Artist: Gabriel Guzman

Colorist: Michael Atiyeh

Review by Suzanne Nagda

What makes myths so powerful? How do people shape myths, and how do myths influence people and societies? In Star Wars #1, Tim Siedell dabbles in meta-commentary with the tale of Darth Vader’s rise to power. A clone of the bounty hunter, Jango Fett, gives his impressions of Darth Vader’s battle against the Jedi from a sympathetic perspective. That adds an interesting wrinkle to an otherwise formulaic first issue.

The clone of Jango Fett spends most of the book talking about the Jedi and what makes them unique. When you think about it–are the Jedi the only worthy warriors in the Galaxy? Can they become cowardly or weak like average people? This clone reflects on his experience fighting alongside Jedi who range from fearless warriors to more fallible individuals. In contrast, he recognizes the power of Darth Vader as a myth, a tale to rally behind. Because he’s a clone, there’s some I, Robot themes running through the issue as well. Are clones created with a purpose as individuals? Or are they just another cog in the machine? The book presents some promising themes, but unfortunately they fail to deliver a larger, cohesive narrative.
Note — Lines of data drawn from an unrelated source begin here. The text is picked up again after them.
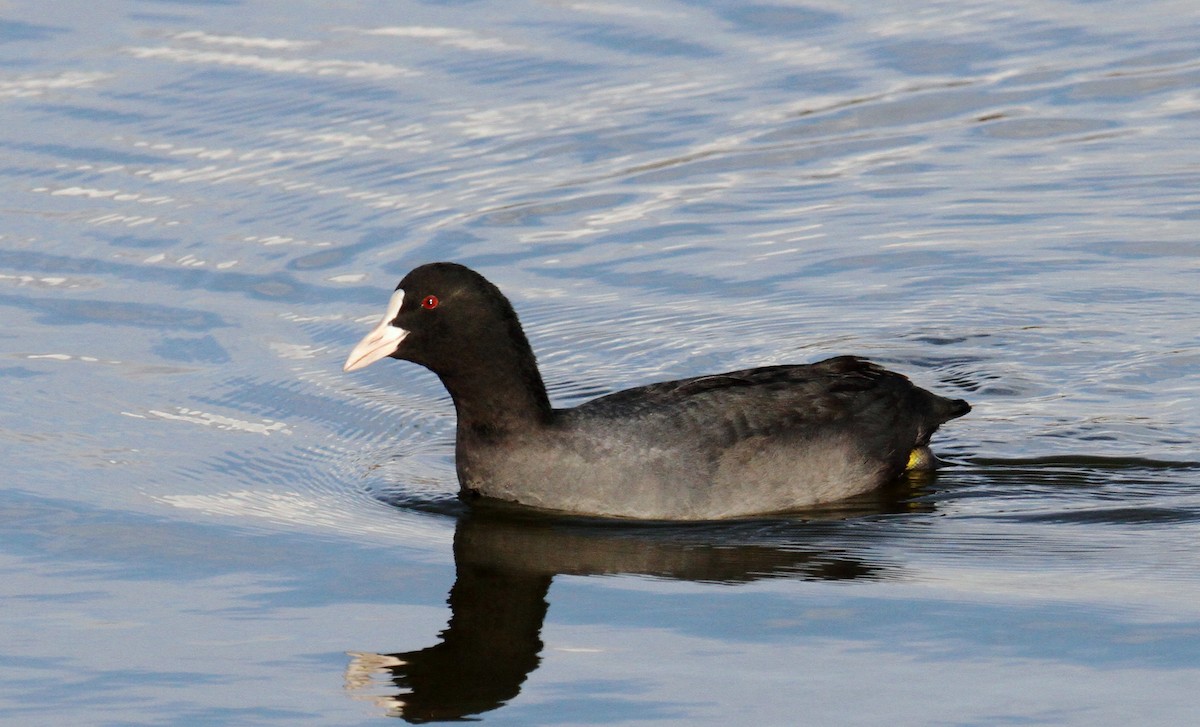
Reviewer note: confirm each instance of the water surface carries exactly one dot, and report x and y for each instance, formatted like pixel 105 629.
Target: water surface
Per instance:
pixel 207 203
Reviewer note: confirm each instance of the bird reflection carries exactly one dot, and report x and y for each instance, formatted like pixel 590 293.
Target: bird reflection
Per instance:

This issue amounts to one big flashback scene which really hampers the pacing of the issue. There’s no sense of excitement or urgency because nothing substantial happens in present time. No actual dialogue or relevant character interaction happen. Instead, the clone flashes back to earlier battles and his solitary travels in the present. That doesn’t give the reader much to hang onto, but it does set up some plot threads for future issues. Just having some basic interaction with a supporting cast would improve this issue tremendously.

While the artwork is perfectly serviceable, I would like to see a greater range of facial expressions. The clone spends most of the issue “glowering” in several close-up panels. Yet it’s unclear whether his limited range of emotion is intentional for the clone or part of Gabriel Guzman’s style.

The Verdict: Pass. Aside from some interesting themes, there’s not much new here. Darth Vader’s a badass and changes the Galaxy forever. We all know that. I’d try out another issue to see how Tim Siedell progresses the story and whether the series gains some traction from here.